Além de seus títulos, Bortoleto foi contratado pela McLaren em 2023, integrando sua Academia de Pilotos, um programa voltado para preparar novos talentos para a Fórmula 1. Estimativas indicam que o piloto receberá aproximadamente US$ 2 milhões (cerca de R$ 10,5 milhões, na cotação atual) durante a temporada de 2026, com a expectativa de que esse valor aumente com seu desempenho e visibilidade.
O desafio de competir em um grid bilionário
A consolidação do brasileiro se dá em um ambiente competitivo, dominado por pilotos que conseguem transformar seu desempenho em plataformas comerciais. Personalidades como Lewis Hamilton, Max Verstappen, Charles Leclerc, Lando Norris e Fernando Alonso não apenas acumulam títulos, mas também contratos que os tornam alguns dos atletas mais bem pagos do mundo.
Hamilton, da Ferrari, e Verstappen, da Red Bull Racing, lideram essa corrida financeira, com rendimentos anuais estimados em mais de US$ 60 milhões, de acordo com informações publicadas pelo RacingNews365.
Leclerc, da Ferrari, e Norris, da McLaren, embora um pouco abaixo, já recebem salários projetados em US$ 34 milhões e US$ 30 milhões por ano, respectivamente.
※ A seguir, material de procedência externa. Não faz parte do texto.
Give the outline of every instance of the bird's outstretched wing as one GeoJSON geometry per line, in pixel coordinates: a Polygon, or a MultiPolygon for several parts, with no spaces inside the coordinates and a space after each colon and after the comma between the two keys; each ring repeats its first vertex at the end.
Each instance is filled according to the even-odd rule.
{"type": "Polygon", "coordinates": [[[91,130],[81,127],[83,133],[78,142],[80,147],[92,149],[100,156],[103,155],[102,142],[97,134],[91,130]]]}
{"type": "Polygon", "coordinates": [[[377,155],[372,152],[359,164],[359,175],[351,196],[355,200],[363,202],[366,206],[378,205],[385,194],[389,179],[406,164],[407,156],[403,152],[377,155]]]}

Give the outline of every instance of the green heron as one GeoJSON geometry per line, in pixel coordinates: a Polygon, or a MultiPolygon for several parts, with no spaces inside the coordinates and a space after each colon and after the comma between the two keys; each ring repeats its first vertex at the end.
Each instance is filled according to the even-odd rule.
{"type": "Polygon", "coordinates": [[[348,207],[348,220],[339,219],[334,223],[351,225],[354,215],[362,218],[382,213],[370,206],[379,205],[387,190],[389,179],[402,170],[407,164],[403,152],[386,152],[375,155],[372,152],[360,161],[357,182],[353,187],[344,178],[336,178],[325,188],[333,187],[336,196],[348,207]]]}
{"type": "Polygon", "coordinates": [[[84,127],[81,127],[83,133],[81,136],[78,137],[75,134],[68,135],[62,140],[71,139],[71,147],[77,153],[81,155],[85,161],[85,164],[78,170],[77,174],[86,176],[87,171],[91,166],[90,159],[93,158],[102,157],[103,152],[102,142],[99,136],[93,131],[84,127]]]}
Alonso, aos 44 anos, continua a mostrar que experiência e reputação se traduzem em ganhos relevantes, com um salário próximo de US$ 20 milhões anuais.
Confira as estimativas de salários:
| Piloto | Equipe | Salário anual | Duração do contrato |
|---|---|---|---|
| Max Verstappen | Red Bull | US$ 70 milhões | 2028 |
| Lewis Hamilton | Ferrari | US$ 60 milhões | 2026 |
| Charles Leclerc | Ferrari | US$ 34 milhões | 2028 |
| George Russell | Mercedes | US$ 34 milhões | 2026 |
| Lando Norris | McLaren | US$ 30 milhões | 2027 |
| Fernando Alonso | Aston Martin | US$ 20 milhões | 2026 |
| Carlos Sainz | Williams | US$ 13 milhões | 2027 |
| Oscar Piastri | McLaren | US$ 13 milhões | 2028 |
| Pierre Gasly | Alpine | US$ 12 milhões | 2028 |
| Alex Albon | Williams | US$ 12 milhões | 2027 |
| Lance Stroll | Aston Martin | US$ 12 milhões | Aberto |
| Sérgio Pérez | Cadillac | US$ 8 milhões | 2027 |
| Nico Hülkenberg | Audi | US$ 7 milhões | 2027 |
| Esteban Ocon | Haas | US$ 7 milhões | 2027 |
| Isaque Hadjar | Red Bull | US$ 5 milhões | 2027 |
| Valtteri Bottas | Cadillac | US$ 5 milhões | 2027 |
| Gabriel Bortoleto | Audi | US$ 2 milhões | 2027 |
| Kimi Antonelli | Mercedes | US$ 2 milhões | 2027 |
| Oliver Bearman | Haas | US$ 1 milhão | 2027 |
| Liam Lawson | Racing Bulls | US$ 1 milhão | 2026 |
| Franco Colapinto | Alpine | US$ 0,5–1 milhão | 2026 |
| Arvid Lindblad | Racing Bulls | US$ 0,5–1 milhão | 2026 |
Fonte: racingnews365
Como funcionam os patrocínios na F1
Os patrocínios na Fórmula 1 combinam diferentes elementos, incluindo exposição de marca, aporte financeiro e colaboração técnica:
- Empresas que ocupam posições proeminentes nos carros e nas vestimentas geralmente investem dezenas de milhões de dólares por temporada;
- Parceiros técnicos frequentemente oferecem produtos e serviços diretamente aplicados ao desenvolvimento e à performance.
Na Ferrari, por exemplo, entre as empresas que patrocinam Lewis Hamilton estão Sony, Tommy Hilfiger e PUMA. Já Charles Leclerc mantém contratos com marcas como Eight Sleep, APM Monaco e Richard Mille.